2. As to physical appearances, perceptions vary. Most men understand a woman will gain weight during a pregnancy. Some do not care if she maintains that later, while others do care to some extent. As in many areas, some area of compromise and doing what your partner likes is important, a smart husband may go out on Saturday night, though he might prefer to relax after a long week.
(3) Robert Goldman, February 20, 2005 12:00 AM
A beautifully written truth of our lives
Thank you for articulating this truth, in a world filled with Hevel (Vanities) as KOHELET siad , it is so good to hear solid words . A little light dispells much darkness. Thanks for the light. Robert Goldman
(2) Anonymous, February 20, 2005 12:00 AM
What is inately wrong with man?
Can you explain to me, please, what is inately wrong with the male? Of all crimes committed against humanity, man is most guilty. Of all physical and sexual abuses, man, again, is most guilty. Of all marital infidelities, man is most guilty.
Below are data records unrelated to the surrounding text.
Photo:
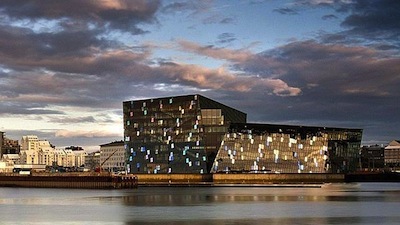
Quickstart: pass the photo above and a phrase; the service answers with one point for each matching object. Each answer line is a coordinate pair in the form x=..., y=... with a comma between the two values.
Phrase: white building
x=112, y=156
x=41, y=152
x=392, y=154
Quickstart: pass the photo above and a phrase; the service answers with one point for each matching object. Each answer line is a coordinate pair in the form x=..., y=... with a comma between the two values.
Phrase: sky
x=67, y=66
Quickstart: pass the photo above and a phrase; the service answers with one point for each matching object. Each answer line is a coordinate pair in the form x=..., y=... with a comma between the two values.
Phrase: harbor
x=69, y=180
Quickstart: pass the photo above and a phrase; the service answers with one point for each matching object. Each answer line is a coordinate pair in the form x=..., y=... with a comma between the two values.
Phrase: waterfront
x=359, y=203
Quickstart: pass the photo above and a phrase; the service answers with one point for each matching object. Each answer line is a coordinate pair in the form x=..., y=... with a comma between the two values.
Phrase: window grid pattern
x=272, y=153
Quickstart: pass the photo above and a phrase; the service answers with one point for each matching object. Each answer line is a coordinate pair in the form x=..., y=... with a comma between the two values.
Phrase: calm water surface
x=363, y=203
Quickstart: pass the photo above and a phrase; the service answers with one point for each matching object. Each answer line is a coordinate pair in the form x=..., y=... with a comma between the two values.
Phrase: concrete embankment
x=235, y=179
x=84, y=181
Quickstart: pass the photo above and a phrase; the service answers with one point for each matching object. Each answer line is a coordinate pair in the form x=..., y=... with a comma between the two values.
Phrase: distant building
x=372, y=157
x=194, y=134
x=392, y=155
x=112, y=156
x=8, y=146
x=92, y=161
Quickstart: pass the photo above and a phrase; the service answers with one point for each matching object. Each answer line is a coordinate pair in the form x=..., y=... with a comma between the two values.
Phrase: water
x=363, y=203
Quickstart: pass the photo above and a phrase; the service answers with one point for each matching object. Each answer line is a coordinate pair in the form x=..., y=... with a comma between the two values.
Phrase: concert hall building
x=195, y=134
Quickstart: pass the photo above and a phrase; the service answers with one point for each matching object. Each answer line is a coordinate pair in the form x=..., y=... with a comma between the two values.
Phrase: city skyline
x=67, y=66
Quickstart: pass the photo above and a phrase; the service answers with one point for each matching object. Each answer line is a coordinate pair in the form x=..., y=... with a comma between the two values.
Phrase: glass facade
x=179, y=134
x=194, y=134
x=265, y=148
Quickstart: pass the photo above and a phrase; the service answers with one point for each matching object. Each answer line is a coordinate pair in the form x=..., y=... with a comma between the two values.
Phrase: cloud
x=286, y=11
x=193, y=6
x=374, y=19
x=124, y=15
x=329, y=17
x=218, y=53
x=86, y=134
x=225, y=38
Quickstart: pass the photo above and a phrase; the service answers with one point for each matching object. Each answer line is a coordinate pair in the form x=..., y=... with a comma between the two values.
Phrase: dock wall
x=215, y=179
x=69, y=181
x=289, y=178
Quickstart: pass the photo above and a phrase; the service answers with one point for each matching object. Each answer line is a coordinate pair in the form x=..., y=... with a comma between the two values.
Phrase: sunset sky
x=67, y=66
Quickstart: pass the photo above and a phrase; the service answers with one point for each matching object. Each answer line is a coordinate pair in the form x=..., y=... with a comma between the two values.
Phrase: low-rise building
x=112, y=156
x=392, y=155
x=92, y=161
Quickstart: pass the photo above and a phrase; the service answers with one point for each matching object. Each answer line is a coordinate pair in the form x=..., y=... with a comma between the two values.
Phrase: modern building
x=180, y=134
x=112, y=156
x=372, y=157
x=1, y=143
x=194, y=134
x=392, y=155
x=271, y=148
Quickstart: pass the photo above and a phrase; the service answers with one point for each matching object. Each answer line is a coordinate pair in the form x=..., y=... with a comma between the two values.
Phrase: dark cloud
x=374, y=19
x=12, y=109
x=192, y=6
x=123, y=15
x=329, y=17
x=225, y=38
x=286, y=11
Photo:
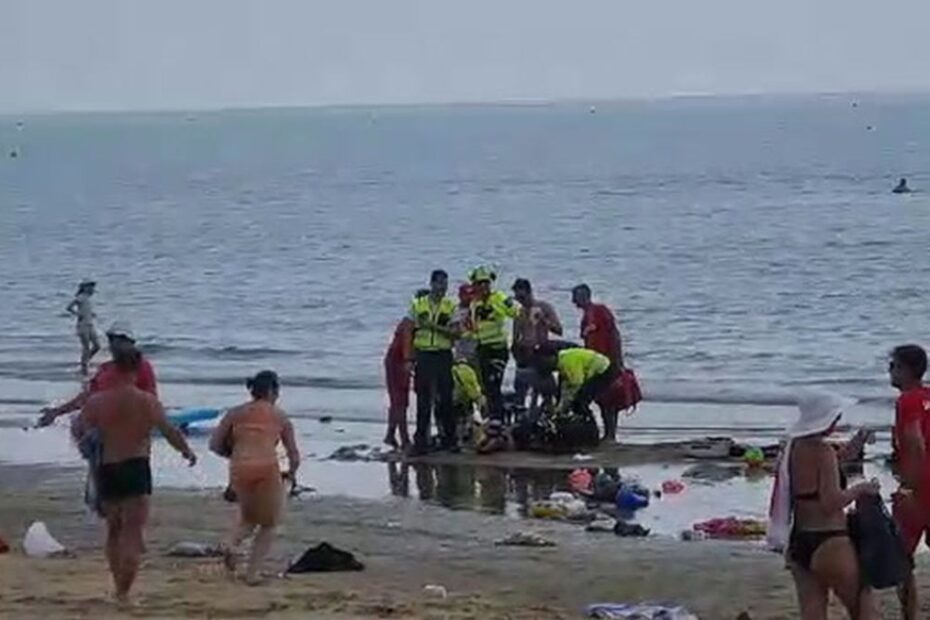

Why is there such an apparent difference in morality and character between males and females? My daughter, who is about to marry, asked me this. I just do not understand how such a vast difference exists in the statistics, and I do not know what to say to her.
Thank you,
J.E.
(1) Natalie Kehr, February 20, 2005 12:00 AM
Society is to blame
I feel for this young lady and wonder if this insecurity is not more common amongst the religious community than amongst the rest of us. I know that when I meet most men I don't think of myself in any particular way, but if pressed, I would think of myself as a "person". When a have to meet a religious man I become very conscious that there are all sorts of taboos he has to observe. I find that I am thinking of myself all the time as a "woman", certainly not as a person. (Strangely, even when I am talking to men who flirt, I don’t get this feeling). I resent this sexualisation of normal social interactions, but, as I live in the secular world it is not a great problem in my life. It obviously is a problem in hers. In addition to trying to enhance her own self esteem she should realise that her problems are the fault of the way Jewish men are taught to regard women.